PhilFor most of the play, Phil shows no signs of remorse for his treatment of Leah or the crimes they commit. In fact, he seems outright sociopathic in the way that he orders Adam’s death and shows little emotion about anything that happens.

Therefore, it is a surprise to see how affected he becomes by Adam’s murder. He shows a sudden dependency on Leah (just at the moment that she leaves him) and spends his days sitting in a field, alone. He stops eating, and is no longer able to be part of the gang.

In contrast, some of the characters show no guilt at all for their actions. Cathy is the most obvious example of this, seen “grinning” from the very beginning.

She is surprised when other characters are shocked by her framing of an innocent postman. Also, she takes Adam away to be killed with a sense of excitement that illustrates her growing thirst for violence. It is this ruthlessness, with no weight of guilt, that allows her to rule the gang at the end of the play.

Bullying

Bullying is shown to be at the core of the gang’s activities, which bonds them together from the beginning. When John Tate reassures Lou of the gang’s ability to protect themselves, he says proudly that “everyone’s scared” of them at school.

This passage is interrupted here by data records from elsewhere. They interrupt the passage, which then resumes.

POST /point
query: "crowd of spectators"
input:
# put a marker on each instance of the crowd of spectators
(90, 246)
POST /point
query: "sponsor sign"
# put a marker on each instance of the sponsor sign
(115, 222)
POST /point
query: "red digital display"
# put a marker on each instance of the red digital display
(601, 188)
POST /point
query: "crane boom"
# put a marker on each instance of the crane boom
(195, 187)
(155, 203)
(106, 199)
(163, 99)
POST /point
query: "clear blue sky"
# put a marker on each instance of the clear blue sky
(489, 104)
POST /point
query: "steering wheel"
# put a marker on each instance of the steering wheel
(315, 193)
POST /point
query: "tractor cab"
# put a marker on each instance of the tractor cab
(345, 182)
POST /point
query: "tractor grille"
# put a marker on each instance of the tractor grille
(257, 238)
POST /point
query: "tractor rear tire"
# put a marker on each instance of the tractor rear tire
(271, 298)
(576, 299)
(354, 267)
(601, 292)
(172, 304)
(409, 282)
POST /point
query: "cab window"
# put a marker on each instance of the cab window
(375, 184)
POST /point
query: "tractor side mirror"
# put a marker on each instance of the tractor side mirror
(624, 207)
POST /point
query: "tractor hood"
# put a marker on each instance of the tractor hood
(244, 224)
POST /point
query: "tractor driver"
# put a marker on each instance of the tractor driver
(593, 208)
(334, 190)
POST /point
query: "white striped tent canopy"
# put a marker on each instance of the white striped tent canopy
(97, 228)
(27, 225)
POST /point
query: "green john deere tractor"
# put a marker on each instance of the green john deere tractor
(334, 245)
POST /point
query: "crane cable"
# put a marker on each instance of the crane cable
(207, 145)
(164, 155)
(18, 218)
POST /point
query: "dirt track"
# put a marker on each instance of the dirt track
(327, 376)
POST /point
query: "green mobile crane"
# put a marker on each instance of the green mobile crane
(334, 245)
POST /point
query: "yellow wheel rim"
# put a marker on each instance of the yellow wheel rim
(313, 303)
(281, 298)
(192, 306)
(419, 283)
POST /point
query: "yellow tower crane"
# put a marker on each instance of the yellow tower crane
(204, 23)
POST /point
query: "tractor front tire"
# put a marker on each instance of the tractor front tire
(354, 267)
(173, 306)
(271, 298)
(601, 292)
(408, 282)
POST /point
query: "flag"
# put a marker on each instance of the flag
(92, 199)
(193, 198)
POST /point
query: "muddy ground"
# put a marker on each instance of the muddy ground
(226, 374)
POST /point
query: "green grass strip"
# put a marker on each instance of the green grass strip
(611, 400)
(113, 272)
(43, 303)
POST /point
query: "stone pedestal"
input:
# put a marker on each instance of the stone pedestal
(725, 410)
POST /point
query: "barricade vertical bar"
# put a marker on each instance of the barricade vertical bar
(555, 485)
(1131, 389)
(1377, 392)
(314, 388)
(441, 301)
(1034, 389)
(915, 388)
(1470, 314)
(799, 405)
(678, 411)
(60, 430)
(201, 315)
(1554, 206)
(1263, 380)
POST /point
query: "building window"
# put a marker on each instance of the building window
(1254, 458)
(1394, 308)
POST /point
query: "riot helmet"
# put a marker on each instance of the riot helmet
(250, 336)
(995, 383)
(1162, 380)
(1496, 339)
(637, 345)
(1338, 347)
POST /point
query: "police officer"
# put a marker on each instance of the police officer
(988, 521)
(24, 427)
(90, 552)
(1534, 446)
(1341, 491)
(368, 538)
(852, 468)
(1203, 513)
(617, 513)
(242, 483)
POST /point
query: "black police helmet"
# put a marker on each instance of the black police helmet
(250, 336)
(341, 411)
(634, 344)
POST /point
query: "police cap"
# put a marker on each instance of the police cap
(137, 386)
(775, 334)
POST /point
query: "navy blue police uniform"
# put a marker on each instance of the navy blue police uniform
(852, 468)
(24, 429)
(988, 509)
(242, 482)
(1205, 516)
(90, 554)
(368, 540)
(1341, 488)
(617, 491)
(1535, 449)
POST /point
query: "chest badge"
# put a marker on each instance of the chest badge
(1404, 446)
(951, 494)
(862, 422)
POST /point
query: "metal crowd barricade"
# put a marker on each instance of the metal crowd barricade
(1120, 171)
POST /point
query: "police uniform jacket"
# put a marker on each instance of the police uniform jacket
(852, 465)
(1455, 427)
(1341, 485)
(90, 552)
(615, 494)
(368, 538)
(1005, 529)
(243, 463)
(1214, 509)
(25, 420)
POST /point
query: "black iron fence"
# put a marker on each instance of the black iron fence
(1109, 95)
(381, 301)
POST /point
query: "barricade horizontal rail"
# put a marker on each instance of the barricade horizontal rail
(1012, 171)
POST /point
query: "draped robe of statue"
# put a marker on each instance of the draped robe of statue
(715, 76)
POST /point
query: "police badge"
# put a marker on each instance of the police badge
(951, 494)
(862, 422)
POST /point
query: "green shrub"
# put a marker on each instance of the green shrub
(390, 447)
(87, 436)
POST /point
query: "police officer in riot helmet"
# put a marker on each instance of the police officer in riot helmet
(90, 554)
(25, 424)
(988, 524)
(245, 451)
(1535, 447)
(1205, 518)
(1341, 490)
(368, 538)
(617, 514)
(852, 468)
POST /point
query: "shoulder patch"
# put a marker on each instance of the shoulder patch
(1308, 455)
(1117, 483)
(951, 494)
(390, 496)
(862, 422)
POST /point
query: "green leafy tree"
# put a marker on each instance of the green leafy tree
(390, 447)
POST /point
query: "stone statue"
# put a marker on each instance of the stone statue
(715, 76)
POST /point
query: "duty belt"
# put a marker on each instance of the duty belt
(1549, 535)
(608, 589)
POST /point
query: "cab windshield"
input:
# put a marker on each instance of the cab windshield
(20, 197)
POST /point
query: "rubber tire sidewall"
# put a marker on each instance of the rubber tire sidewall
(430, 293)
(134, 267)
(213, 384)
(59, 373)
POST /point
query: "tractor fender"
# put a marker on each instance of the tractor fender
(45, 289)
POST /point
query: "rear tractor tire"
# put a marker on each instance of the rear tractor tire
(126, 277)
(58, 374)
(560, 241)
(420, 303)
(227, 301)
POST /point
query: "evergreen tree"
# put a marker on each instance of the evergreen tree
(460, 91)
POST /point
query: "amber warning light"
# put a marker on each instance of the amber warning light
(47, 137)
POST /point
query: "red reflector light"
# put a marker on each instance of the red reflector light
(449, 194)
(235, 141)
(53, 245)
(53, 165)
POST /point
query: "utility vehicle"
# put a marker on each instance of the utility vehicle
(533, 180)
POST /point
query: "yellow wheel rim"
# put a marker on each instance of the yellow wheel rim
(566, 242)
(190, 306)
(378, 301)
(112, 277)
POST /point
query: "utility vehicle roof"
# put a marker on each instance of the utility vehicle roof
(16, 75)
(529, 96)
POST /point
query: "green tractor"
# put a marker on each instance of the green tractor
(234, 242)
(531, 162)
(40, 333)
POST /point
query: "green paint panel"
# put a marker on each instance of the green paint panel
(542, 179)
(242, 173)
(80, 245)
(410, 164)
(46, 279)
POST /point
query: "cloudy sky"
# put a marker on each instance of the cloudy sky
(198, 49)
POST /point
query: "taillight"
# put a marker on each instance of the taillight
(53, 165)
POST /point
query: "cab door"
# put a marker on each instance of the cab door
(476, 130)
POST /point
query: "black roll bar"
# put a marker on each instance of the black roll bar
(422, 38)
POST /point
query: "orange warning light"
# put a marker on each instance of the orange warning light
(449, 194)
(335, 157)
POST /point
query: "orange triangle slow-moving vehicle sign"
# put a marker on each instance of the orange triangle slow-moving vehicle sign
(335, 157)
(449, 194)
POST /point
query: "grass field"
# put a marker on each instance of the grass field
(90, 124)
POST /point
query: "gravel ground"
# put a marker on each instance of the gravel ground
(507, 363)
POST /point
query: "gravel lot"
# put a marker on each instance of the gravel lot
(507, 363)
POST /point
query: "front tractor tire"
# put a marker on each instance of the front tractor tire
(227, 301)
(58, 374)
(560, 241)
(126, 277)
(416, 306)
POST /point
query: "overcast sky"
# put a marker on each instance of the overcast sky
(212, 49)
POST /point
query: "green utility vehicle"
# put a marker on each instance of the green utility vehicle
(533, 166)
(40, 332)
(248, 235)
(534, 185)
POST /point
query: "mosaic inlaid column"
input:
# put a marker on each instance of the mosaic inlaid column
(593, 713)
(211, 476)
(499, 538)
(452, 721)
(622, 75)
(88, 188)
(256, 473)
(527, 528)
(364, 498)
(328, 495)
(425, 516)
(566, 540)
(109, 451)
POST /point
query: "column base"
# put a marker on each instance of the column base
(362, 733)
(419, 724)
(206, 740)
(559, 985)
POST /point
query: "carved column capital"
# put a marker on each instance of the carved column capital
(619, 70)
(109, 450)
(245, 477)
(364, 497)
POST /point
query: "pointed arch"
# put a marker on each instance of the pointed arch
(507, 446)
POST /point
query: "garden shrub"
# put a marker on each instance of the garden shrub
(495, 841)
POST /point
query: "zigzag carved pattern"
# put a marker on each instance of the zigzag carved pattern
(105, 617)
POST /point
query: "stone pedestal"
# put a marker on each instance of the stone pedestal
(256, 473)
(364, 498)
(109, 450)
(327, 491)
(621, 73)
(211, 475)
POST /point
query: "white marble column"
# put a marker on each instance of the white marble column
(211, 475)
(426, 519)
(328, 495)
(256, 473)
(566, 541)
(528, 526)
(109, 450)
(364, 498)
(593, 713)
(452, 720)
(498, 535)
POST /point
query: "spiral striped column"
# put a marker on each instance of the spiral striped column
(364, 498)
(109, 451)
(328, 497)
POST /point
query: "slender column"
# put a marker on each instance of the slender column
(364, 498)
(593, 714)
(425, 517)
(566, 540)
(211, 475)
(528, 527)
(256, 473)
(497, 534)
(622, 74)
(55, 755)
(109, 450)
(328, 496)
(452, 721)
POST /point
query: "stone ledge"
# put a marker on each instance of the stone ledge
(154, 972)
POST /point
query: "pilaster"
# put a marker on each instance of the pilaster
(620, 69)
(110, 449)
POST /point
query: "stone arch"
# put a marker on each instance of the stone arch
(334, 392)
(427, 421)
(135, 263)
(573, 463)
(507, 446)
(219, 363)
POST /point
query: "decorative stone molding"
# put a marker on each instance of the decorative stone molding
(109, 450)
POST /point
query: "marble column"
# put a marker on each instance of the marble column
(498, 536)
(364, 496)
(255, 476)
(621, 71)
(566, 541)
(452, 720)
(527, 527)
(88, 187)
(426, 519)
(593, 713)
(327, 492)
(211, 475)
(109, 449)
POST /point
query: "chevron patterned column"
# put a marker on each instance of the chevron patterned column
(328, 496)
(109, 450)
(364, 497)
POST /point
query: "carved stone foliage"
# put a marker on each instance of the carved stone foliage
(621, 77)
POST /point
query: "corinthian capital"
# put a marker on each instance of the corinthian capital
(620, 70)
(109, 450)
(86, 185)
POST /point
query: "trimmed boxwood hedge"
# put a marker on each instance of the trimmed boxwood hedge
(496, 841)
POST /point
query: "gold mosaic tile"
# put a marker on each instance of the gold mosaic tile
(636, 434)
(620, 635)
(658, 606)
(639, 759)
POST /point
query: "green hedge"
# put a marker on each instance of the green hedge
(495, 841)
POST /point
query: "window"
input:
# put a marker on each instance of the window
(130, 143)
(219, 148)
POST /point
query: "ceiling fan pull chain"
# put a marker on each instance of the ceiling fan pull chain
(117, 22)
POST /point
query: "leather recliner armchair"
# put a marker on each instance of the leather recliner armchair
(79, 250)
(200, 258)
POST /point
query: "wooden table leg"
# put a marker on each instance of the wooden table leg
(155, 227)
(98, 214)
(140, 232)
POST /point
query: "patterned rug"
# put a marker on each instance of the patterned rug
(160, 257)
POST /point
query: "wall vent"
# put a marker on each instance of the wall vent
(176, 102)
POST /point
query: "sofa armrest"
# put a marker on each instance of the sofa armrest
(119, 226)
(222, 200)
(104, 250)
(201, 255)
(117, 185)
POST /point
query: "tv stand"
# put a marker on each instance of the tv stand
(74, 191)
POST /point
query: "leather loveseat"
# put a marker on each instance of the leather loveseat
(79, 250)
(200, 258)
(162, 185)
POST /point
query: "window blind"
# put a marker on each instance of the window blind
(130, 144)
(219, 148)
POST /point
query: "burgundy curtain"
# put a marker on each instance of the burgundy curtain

This emphasises the misery their bullying causes other students, and the power brought to the gang as a result.

The crimes against Adam stem from a sense of gleeful bullying towards an outsider who is always “hanging around” and “trying to be part of” the gang. The acts that Jan and Mark list grow more shocking, starting with eating leaves and stealing vodka to burning him with cigarettes. They even force him to run across a motorway and throw stones at him as he crosses the abandoned mineshaft.

This gives a sense of how bullying can start from something small and gradually escalate in savagery. As the bullies explore the limits of what they can do, they realise the power it grants them to subject others to these acts.

Adam’s death was, in many ways, an inevitable escalation of this awful bullying. Eventually, he couldn’t remember anything of his life or who he was. He was described merely as:

“a boy who looks like a tramp . . . staring at them as though they were aliens”

This demonstrates how bullying can strip away the sense of identity for victims as they are submitted to acts that take away any control and dignity.

Brian, too, is a bullying victim, as established by John Tate addressing him as “You crying little piece of filth” when we first meet him. Later, Phil forces him into making a false witness statement by threatening to kill him.

Brian is sensitive, being deeply affected by Adam’s death. He is also very vulnerable, particularly with his worsening mental state. It is these ‘weaknesses’ that the rest of the gang exploit. This demonstrates a chimp-like mentality where only the strongest and the cruellest members of the group are able to survive and gain the most power.